Alright, so it was stupid, stupid, stupid of me...

Apparently at some point (yes I remember doing this, no I don't remember *leaving* it this way) I modified the script that outputs the commands to the motor-driver... To: instead of outputting raw binary for positional-changes, instead output user-friendly hex-values. I just wanted to verify the conversion was working properly (this is a bash script). Brilliant, right? Wrong. Yeah, don't forget to comment-out that line when you're using redirection ('>') for the script's output to the serial-port!

So, simply, the motor-driver takes a single-byte value, -128 to 127, which tells it how many steps to take... And of course the "user-friendly" version was outputting several ASCII bytes... which, of course, are *positive*. Thus, the motor was going both *positive* regardless of what value I gave it, AND went *really far* each time (a sum of all the bytes transmitted).

Duh. No more redirection of binary values. Use two separate output-streams, one for the terminal, one for the serial-port. This realization came *long* after looking into all sorts of other things... including some amount of certainty that the uC's R/C oscillator was drifting too much for my 4800baud serial transmission... (seriously?!). Well, my de-facto for all projects is to have a fading LED that cycles at a rate of 8 seconds... I measured 7.3. That's pretty far off, so completely reasonable it might've been responsible. So I popped the ol' scope on the serial signals and realized that my new USB->Serial converter is 3.3V, and I'd already determined that my uC's VIH-min is 3.5V... so... well it did work a few days ago, but probably isn't particularly reliable. But the data-timing...? Looks pretty durn accurate to me, certainly not a full bit off (which would cause the "stop" bit to be detected as a '1' in the most-significant data-bit, which might've explained the large motion... except that the MSB is the *sign* so... I dunno.). And of course, that's when I noticed it was transmitting *several* bytes at a time...

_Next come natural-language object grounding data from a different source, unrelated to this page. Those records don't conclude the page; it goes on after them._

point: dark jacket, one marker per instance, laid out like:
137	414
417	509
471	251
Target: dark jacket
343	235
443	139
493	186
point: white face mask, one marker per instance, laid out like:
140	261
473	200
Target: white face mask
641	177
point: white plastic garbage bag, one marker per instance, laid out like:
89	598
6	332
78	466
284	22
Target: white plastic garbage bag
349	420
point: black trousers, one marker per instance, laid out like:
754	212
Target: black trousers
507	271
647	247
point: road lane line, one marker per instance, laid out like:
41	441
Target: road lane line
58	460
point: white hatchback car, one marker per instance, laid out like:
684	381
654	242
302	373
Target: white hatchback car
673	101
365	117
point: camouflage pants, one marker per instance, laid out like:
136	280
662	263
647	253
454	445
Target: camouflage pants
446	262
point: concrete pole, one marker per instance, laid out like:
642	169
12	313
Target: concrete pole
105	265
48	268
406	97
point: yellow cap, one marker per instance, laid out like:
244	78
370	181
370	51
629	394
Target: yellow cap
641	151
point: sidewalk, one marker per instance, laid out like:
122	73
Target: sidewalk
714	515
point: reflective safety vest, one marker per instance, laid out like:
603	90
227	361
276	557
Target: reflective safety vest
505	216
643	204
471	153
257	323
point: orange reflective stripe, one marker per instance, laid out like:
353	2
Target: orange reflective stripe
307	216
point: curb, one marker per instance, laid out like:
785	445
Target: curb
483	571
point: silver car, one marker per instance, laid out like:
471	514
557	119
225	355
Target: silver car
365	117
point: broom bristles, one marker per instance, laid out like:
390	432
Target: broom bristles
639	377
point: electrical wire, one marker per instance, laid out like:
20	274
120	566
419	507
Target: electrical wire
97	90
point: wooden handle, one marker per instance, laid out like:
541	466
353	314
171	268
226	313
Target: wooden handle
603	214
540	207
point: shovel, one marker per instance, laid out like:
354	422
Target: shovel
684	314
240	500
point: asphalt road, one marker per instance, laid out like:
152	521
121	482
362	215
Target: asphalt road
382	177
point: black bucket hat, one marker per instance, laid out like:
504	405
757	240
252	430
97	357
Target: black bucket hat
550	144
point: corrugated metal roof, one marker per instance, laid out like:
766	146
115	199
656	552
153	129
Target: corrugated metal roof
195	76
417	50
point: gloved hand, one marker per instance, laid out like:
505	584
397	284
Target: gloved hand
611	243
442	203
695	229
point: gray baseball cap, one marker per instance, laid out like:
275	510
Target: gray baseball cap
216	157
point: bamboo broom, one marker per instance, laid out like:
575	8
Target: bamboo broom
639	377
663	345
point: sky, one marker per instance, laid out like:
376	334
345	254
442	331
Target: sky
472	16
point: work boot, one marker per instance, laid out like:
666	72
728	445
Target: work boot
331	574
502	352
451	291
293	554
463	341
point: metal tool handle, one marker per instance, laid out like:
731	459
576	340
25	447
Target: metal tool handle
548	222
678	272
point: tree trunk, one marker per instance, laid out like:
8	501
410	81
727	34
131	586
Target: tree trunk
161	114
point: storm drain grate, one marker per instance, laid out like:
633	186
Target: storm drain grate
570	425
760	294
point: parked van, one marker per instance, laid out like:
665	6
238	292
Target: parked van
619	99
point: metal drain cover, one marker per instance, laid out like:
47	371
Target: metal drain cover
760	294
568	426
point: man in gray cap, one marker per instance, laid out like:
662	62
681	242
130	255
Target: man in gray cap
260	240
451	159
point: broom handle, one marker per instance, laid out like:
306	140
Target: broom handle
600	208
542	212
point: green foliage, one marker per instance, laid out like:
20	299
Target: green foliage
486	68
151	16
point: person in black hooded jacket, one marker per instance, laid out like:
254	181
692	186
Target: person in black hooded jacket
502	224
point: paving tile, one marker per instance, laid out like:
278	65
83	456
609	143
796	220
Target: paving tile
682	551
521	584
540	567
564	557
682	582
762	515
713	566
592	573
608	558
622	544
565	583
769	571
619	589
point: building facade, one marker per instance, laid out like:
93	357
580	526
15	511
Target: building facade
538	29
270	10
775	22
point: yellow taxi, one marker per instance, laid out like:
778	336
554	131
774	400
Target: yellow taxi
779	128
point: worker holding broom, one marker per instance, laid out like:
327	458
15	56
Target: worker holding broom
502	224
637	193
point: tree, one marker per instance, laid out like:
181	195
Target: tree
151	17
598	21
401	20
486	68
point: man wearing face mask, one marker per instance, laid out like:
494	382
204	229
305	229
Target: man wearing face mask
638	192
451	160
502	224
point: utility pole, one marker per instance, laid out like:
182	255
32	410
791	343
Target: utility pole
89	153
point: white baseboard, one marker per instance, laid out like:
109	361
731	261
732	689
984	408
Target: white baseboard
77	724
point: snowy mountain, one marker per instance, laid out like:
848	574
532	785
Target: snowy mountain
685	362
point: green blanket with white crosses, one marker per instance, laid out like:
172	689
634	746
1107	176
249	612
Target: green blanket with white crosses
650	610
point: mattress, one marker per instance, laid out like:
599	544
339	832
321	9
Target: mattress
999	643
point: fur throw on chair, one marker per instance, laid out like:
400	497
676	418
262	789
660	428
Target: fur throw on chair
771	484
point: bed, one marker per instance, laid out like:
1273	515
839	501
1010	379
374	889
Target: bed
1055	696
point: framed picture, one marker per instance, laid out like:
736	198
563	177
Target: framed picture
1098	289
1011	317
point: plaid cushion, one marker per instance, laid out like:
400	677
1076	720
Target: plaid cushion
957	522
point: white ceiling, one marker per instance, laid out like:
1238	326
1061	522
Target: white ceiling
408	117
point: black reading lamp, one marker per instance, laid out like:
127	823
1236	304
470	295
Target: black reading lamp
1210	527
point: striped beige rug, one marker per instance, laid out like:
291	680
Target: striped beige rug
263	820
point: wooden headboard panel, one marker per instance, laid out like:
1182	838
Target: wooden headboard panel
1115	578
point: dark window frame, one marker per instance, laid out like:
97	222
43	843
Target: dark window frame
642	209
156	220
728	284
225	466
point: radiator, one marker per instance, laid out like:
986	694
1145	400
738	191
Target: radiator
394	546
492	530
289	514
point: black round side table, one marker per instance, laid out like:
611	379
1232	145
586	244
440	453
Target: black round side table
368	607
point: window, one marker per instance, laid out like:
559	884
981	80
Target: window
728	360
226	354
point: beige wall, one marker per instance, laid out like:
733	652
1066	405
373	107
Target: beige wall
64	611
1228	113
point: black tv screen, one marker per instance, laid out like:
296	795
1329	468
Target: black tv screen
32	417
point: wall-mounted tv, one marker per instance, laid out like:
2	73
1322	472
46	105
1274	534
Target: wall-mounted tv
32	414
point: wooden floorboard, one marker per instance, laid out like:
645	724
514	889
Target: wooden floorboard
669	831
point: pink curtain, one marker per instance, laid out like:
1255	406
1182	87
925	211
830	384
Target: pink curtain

Back to the old USB->Serial converter, also. At least I know its inputs are 5V-tolerant (I added that long ago).

Oh, right, and the transistor-biasing issue... @K.C. Lee to the rescue again... I got all hung-up on trying to figure out a versatile solution, but wasn't getting anywhere. He suggests: just replace them dang 3.3k pull-down resistors with something higher, dagnabbit! So, I needed to see this thing moving again, dagnabbit! I cut them dang 3.3ks out of the circuit and soldered on some 20k potentiometers (and removed my transistor-buffer circuit entirely).

So, some observations: With the mouse-encoders I'd worked with previously, there seems to be some correlation with the pull-resistor values and the *speed* the transistors can respond. A higher value resistor, if I remember correctly, results in *slower* response. My theory being somewhat like that of the difference between ECL and TTL... ECL is faster than TTL because it keeps the transistors AWAY FROM saturation (ECL uses the linear range), Switching out of saturation takes time. Anyways, that's not (yet?) a problem here, since the motor's running *much slower* than the really-high-speed motors I had connected to the mouse-encoders.

Increasing the resistance essentially increases the "amplification" of the signal... so whereas before it was somewhat sinusoidal, now it's closer to digital... rather, it's like an amplifier hitting its (upper) rail... There's still analog changes as the motor is rotated slowly between slot and shade(?), and it also appears to remain sinusoidal-ish at the lower-rail.

Thankfully, my microcontroller has Schmitt-triggers, and the system's now definitely within the VIHmin and VILmax ranges, so it seems alright. Though, I'm not certain the "threshold" is particularly well-defined... Imagine a sine-wave amplified *a lot*, with its bottom touching 0V and hitting the upper rail (5V) long before the sine-wave reaches its zero-crossing... Rather'n *square* pulses, I might be getting really skinny rectangles. As long as both quadrature channels keep those rectangles *in quadrature* then it's no problem except that it means the positional accuracy varies at two of the four measurable points in a quadrature-cycle... Something to ponder, but doesn't seem to have a noticeable effect.

As far as the PWM noise coupling in...? It might still be, I haven't 'scoped the receiving-end... But it's no longer going through my transistor "amplifiers" (and the cable is now shielded) so it should be a little more immune. It seems to be working fine!

Well, fine on the electronics-side... the mechanics are... built by me, with my tools and my supplies... At the very least, I think I need to oil this thing... Cooking-oil seemed to work great for tapping and drilling, but it gets kinda gummy and smelly after a while. Best buy some motor oil (will that be any better? This isn't a closed system... And WD-40 is a solvent, right? Not for long-term "oiling"?).